This topic has been discussed very often and very repetitively, which eventually makes a story off topic for HN, at least until significant new information emerges.
That is not to say that it isn't important; quite the contrary.
"In July 2019, 22 countries including U.K., Germany, France, Spain, Canada, Japan and Australia signed a joint letter to the UN Human Rights Council urging China to close the camps in Xinjiang.[27][110] In reaction to this, 37 countries including Saudi Arabia, Egypt, Qatar, UAE, Sudan, Angola, Algeria, Nigeria, DRC, North Korea, Russia, Venezuela, Philippines, Myanmar, Pakistan, Iran, Iraq, Syria and Palestine have signed a joint letter to the UNHRC praising China's "remarkable achievements in Xinjiang."[0]
[0] - https://en.wikipedia.org/wiki/Xinjiang_re-education_camps#Re...
It goes to show how much you can accomplish foreign policy wise by being completely intolerant of any criticism (assuming you are armed with a sufficiently large stick and a people unified enough to wield it consistently).
https://www.nytimes.com/2019/09/25/world/asia/china-xinjiang...

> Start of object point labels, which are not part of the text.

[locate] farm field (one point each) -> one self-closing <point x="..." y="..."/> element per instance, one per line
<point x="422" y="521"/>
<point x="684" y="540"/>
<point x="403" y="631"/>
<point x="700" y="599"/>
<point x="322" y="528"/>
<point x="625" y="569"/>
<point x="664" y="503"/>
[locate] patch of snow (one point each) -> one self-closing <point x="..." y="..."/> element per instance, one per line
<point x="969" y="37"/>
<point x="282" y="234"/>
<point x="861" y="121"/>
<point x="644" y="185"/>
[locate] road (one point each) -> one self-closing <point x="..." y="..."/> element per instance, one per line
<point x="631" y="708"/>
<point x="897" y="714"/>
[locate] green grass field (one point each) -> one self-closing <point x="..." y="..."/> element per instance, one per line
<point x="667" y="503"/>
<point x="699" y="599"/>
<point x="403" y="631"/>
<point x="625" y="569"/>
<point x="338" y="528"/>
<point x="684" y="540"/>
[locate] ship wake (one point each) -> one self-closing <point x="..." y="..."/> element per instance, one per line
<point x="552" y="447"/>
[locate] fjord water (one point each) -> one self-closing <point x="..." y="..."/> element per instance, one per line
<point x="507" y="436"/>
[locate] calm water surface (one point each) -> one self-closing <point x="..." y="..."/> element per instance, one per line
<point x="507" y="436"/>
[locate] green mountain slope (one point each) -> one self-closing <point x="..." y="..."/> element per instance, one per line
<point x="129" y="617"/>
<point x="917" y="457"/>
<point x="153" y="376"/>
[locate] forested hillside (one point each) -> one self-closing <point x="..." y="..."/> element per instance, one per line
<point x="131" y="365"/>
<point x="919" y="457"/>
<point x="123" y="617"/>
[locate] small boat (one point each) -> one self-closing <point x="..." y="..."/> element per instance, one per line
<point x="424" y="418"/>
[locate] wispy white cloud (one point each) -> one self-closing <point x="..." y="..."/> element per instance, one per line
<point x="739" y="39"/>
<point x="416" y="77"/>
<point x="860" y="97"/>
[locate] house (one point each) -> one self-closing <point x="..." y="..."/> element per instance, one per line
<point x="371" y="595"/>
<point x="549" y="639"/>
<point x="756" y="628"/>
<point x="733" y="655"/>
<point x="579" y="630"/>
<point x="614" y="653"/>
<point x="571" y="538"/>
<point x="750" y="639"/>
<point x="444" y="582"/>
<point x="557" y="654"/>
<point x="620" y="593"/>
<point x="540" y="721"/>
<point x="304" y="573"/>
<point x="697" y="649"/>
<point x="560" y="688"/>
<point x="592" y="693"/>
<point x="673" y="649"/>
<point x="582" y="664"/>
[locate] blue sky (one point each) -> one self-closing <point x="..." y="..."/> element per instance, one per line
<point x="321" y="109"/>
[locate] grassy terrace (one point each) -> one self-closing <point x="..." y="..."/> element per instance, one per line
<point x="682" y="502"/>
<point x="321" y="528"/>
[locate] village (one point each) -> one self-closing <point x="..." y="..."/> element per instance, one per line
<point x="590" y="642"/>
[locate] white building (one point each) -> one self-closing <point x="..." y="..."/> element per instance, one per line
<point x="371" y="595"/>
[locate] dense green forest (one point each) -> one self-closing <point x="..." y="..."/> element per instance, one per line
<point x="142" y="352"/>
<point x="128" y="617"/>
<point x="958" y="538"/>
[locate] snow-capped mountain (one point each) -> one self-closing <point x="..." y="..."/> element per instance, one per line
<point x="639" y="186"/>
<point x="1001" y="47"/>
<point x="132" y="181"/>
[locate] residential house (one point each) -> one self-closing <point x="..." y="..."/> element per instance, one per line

> “Many, many governments are looking the other way and self-censoring on the issue of Xinjiang,” said Daniel R. Russel, the Obama administration’s assistant secretary of state for East Asian and Pacific affairs. “Beijing is notoriously prickly about its self-declared ‘core interests,’ and few countries are willing to put the economic benefits of good relations with China at risk — let alone find themselves on the receiving end of Chinese retaliation.”
> When countries do criticize China, they tend to do so in a group, seemingly as a way to diffuse and lessen possible retribution.
So, let's agree that reeducation camps are terrible and inhumane, what is a good solution?
That would imply he's taking that position because he's being paid, which is most likely false. It's far more likely for a particular posting of propaganda, disinformation, or whataboutism to be made by a useful idiot [1] who's been duped than by an actual, self-conscious influence agent.